O Grupo de Atuação Especial de Combate ao Crime Organizado (Gaeco) abriu inquérito policial para investigar se houve ''prática criminosa'' por parte dos postos de combustíveis ao reajustarem o preço do etanol de R$ 1,09 para R$ 1,69 o litro, em abril do ano passado. O inquérito é desdobramento do processo realizado pelo Procon de Londrina, que multou 43 dos 110 postos da cidade pelo mesmo motivo.
De acordo com o Gaeco, não se pode descartar a investigação de outros problemas do setor, como supostas ameaças sofridas por donos de postos feitas por concorrentes para reajustarem os preços. ''Alguns postos elevaram os preços sem justa causa, colocando o consumidor em desvantagem. Vamos apurar se houve prática criminosa'', explicou o promotor de Defesa do Consumidor, Miguel Sogaiar. Ele concedeu entrevista coletiva ontem à tarde, na sede do Gaeco, junto com o delegado Alan Flore e o coordenador do Procon, Carlos Neves Junior.

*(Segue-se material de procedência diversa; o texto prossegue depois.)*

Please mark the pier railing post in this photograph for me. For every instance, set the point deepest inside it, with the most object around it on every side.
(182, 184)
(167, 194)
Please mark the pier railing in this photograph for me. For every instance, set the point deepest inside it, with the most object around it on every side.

Segundo ele, a investigação do Procon mostrou que os postos não tinham nota fiscal das distribuidoras para comprovar que estavam apenas repassando adiante um reajuste do mercado atacadista. Sogaiar afirmou que a liberdade para a definição de preços dos empresários encontra limites no Código do Consumidor. ''O código proíbe o aumento de preço sem justa causa'', disse.
O coordenador do Procon ressaltou que o reajuste, na época, foi feito ''de um dia para o outro''. ''Na véspera, havíamos feito uma operação para verificar se os postos estavam fazendo cobrança de valores diferentes para a compra de combustível por meio de cartão. Não sei se foi coincidência'', declarou Neves. Segundo ele, já está configurada pelo Procon a existência de ''prática abusiva'' no episódio.
O delegado Alan Flore afirmou que o Gaeco vai analisar os documentos do Procon e esclarecer os fatos. Quando questionado sobre a possibilidade de prisão de algum comerciante, ele não descartou ''medidas eficazes no Judiciário''. Essas medidas serão tomadas se a prática de crime contra o consumidor ou contra a ordem econômica for configurada.
Ele também conclamou comerciantes supostamente ameaçados por concorrentes a procurar o Gaeco. ''Esperamos que eles nos procurem para confirmar essas suspeitas.'' O grupo tem 30 dias prorrogáveis por mais 30 para concluir o inquérito.
Outro lado
Durval Garcia Júnior, vice-presidente do sindicato que representa os donos de postos, o Sindicombustíveis, disse à FOLHA ontem à tarde que desconhecia a abertura do inquérito. Ele criticou o Gaeco. ''Eles colocam todo mundo numa vala comum''.
Segundo Garcia Júnior, não houve prática injustificável de reajuste. ''Qual é a lei que estabelece limites para margens de lucro? Não existe'', afirmou. O vice-presidente também negou a existência, no setor, de empresários que ameaçam concorrentes para subir ou baixar o preço de qualquer produto.